Fragilidad del tejido y molestias asociadas
Según detalló, esta disminución hormonal provoca que los tejidos se vuelvan más finos, frágiles y menos elásticos, lo que aumenta la vulnerabilidad a infecciones y molestias.
Relación con infecciones urinarias
La doctora Fondeur indicó que esta condición puede causar que los tejidos se dañen con facilidad, incluso por el uso de papel sanitario o durante relaciones sexuales, que pueden volverse dolorosas.
Además, advirtió que este cuadro está relacionado con infecciones urinarias a repetición, especialmente en mujeres mayores de 60 años, donde incluso pueden aparecer bacterias resistentes como Escherichia coli.
Opciones de tratamiento
La especialista destacó que existen diferentes opciones de tratamiento para mejorar los síntomas:
- Consumo de abundante líquido
- Uso de lubricantes en casos de actividad sexual
- Aplicación de ácido hialurónico, que ayuda a retener la hidratación en la mucosa vaginal
- En algunos casos, terapia hormonal, previa evaluación médica
La doctora explicó que este último tratamiento está autorizado en mujeres de hasta 60 años o en aquellas con menos de 10 años desde el inicio de la menopausia, siempre bajo indicación médica.

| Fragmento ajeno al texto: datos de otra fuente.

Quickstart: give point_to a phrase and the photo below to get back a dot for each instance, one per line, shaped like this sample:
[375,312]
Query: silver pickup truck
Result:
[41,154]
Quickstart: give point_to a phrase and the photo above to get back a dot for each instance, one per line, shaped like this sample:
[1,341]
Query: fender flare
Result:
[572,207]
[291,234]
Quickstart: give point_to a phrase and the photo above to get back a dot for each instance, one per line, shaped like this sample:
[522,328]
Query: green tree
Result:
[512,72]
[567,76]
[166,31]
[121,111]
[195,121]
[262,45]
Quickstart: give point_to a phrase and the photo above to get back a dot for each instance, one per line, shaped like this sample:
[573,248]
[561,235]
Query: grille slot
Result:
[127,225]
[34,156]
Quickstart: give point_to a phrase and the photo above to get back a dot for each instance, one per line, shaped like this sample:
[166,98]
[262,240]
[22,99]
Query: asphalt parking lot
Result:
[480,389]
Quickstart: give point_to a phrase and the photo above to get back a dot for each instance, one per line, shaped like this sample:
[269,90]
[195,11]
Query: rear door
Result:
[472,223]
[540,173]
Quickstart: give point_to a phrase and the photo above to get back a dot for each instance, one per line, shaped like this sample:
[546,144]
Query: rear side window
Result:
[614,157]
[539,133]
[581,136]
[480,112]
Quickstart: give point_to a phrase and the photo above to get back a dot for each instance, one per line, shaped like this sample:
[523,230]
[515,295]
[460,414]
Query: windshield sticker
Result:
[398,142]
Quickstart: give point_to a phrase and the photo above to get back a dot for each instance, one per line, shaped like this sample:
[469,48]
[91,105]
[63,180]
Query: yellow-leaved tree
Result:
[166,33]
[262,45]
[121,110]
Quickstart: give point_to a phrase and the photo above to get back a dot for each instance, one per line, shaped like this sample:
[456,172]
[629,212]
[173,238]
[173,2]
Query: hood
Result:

Importancia de no normalizar el sufrimiento
Fondeur insistió en la importancia de buscar atención médica y no normalizar el malestar.
“Hay tratamiento para todo. Está prohibido sufrir en silencio”, afirmó.
Una etapa que puede vivirse con bienestar
La especialista comparó estos cambios con otros procesos naturales del envejecimiento, como la resequedad de la piel o el afinamiento del cabello, y subrayó que el objetivo es que las mujeres puedan vivir esta etapa de manera plena y saludable.